Aims and objectives
The objective of this project is to digitise and make widely accessible the full collection of manuscripts at the Franciscan monastery of St Saviour in the Old City of Jerusalem. The collection contains 553 codices and rotuli, dating from the 12th to the 20th century and written in eight languages: Arabic, Armenian, Ethiopic, Hebrew, Greek, Latin, Syriac and Turkish. A special group is made up by the decorated and illuminated manuscripts. The collection, due to its richness and diversity, presents great scholarly interest. The project will create approximately 140,000 pages.
The collection, due to its remarkable diversity, brings valuable research material for a large group of scholars interested in Christian, Islamic and Jewish traditions, and of importance for linguists and philologists, art historians, and musicologists. The collection is a storehouse of information for scholars interested in the archaeology and history of the Western and Eastern manuscript tradition.
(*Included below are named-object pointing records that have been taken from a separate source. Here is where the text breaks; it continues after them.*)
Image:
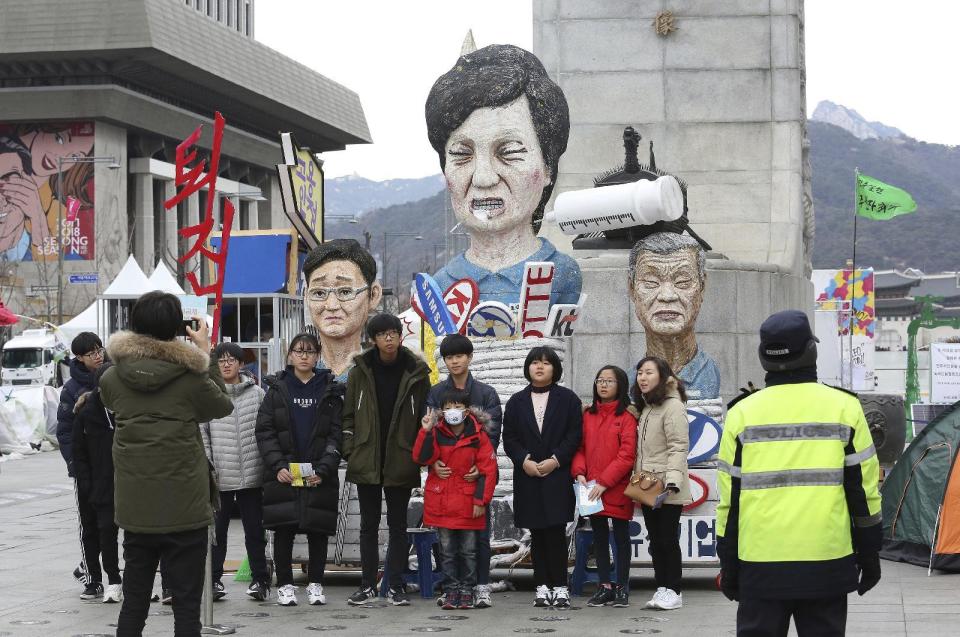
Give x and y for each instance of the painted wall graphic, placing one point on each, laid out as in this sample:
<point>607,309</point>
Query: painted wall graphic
<point>845,292</point>
<point>31,197</point>
<point>499,125</point>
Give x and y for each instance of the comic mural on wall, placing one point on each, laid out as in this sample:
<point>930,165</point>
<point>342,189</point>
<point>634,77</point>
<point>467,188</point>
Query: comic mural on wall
<point>31,195</point>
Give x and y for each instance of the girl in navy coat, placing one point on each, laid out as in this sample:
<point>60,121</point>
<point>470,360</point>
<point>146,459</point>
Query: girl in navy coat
<point>541,434</point>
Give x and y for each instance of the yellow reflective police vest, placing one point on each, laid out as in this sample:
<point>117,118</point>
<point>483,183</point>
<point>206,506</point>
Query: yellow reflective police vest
<point>782,458</point>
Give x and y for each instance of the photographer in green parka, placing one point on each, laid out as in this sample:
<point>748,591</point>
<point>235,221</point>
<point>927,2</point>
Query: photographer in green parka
<point>160,389</point>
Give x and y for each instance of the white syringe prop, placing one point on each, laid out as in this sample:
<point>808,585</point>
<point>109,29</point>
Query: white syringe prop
<point>642,202</point>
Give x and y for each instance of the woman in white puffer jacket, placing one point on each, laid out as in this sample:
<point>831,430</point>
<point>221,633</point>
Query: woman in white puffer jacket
<point>231,446</point>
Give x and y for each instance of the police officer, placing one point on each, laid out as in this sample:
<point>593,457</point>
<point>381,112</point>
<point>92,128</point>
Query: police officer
<point>798,522</point>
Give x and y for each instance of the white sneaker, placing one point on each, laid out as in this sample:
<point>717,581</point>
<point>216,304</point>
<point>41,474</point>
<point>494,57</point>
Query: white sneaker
<point>656,598</point>
<point>669,600</point>
<point>113,594</point>
<point>315,594</point>
<point>482,596</point>
<point>561,597</point>
<point>287,595</point>
<point>542,599</point>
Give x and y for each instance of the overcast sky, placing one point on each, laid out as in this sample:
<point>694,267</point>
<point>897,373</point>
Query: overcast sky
<point>893,61</point>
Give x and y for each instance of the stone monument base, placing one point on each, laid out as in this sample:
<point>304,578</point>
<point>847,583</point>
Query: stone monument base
<point>738,297</point>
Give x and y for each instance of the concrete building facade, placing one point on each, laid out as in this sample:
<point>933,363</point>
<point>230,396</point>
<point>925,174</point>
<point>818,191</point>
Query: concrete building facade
<point>137,77</point>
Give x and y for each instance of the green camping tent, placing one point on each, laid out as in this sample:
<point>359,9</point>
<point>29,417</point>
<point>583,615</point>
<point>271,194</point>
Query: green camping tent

The texts present great variety and contain theological and philosophical treatises, biblical and liturgical books, dictionaries, profane and religious poetry, collections of sermons, pilgrim accounts, and also cooking recipes and magic prayers. Among the books are also rare items, for instance texts written in Armenian and Arabic scripts but in Turkish language or the fragments of Byzantine manuscripts used for binding as the fly-leaves. A special group is made up by large size liturgical books with musical notations, produced for monastic choirs, as well as precious volumes lavishly decorated and illuminated with miniatures, initials and aniconic ornamentation. Research material of particular value consists of a variety of book covers (leather, textile, metal, decorative cardboards etc) representing diverse binding methods. As the whole, the collection presents a remarkably wide spectrum of Western and Eastern manuscript traditions: Christian, Islamic and Jewish.
The particular character of the collection makes this digitisation a challenging task (particular problems arise at the photographing of huge size volumes and books illuminated in gold and silver) but the team of the applicant is well experienced and accustomed to work with difficult manuscripts.
The digital collections will be deposited with the Biblioteca della Custodia di Terra Sancta in Gerusalemme at St Saviour; the British Library; the Centro di Ricerca Europeo Libro Editoria Biblioteca, Milano, Università Cattolica; The Instituto Biblico del’Ateneo Antoniano, Roma; the Centre of Christian Oriental Studies, Cairo, Muski Monastery (library partner for BCTSG); and the Library of the Higher Franciscan Seminary in Kraków (Poland).
The project included three digitisation sessions lasting 11 full weeks in total and the following was completed:
The whole collection was researched, reorganised and relocated.
Several new manuscripts have been discovered and included to the collection.
The manuscripts in particularly bad physical condition and excluded from digitisation are safe-guarded in special boxes.
Prior to digitisation the conservator made small repairs to several manuscripts.
Since the collection turned out to be much more extensive than anticipated in the project´s application, the selection of the manuscripts for digitisation within the reported project was done in agreement with the director of the library according to the following criteria: the oldest books (12th-15th centuries), the manuscripts containing rare texts and musical notation, the books in particular need of conservation, the illuminated and decorated manuscripts (including the examples sent to the exhibition Jerusalem 1000-1400: Every People Under Heaven at the Metropolitan Museum, New York) and the manuscripts of particular interests for the specialists dealing with codicology and book history.
During the final stage of the project, the whole photographic material was reviewed, checked and organised. It was divided into 743 folders and contains 135769 TIFF-files and 1766 NEF/JPG files (close-ups and microscope photos) - totalling over 4 TB.
The metadata for each volume was entered into the listing template. The mistakes in the old catalogues have been corrected and new information added, namely: the titles in original languages along with English translations, number of folios/pages, dimensions of the books, custodial history of the manuscripts, names of the scribes, painters, donors and owners. Several new manuscripts became identified and supplied with appropriated catalogue data. It was also established that the manuscripts in the collection are noted not in eight but 17 languages: Amharic, Arabic, Armenian, Classical Ethiopic, Coptic (Bohairic & Sahidic), English, French, Old German, Greek, Hebrew, Italian, Latin, Samaritan, Spanish, Syriac and Turkish.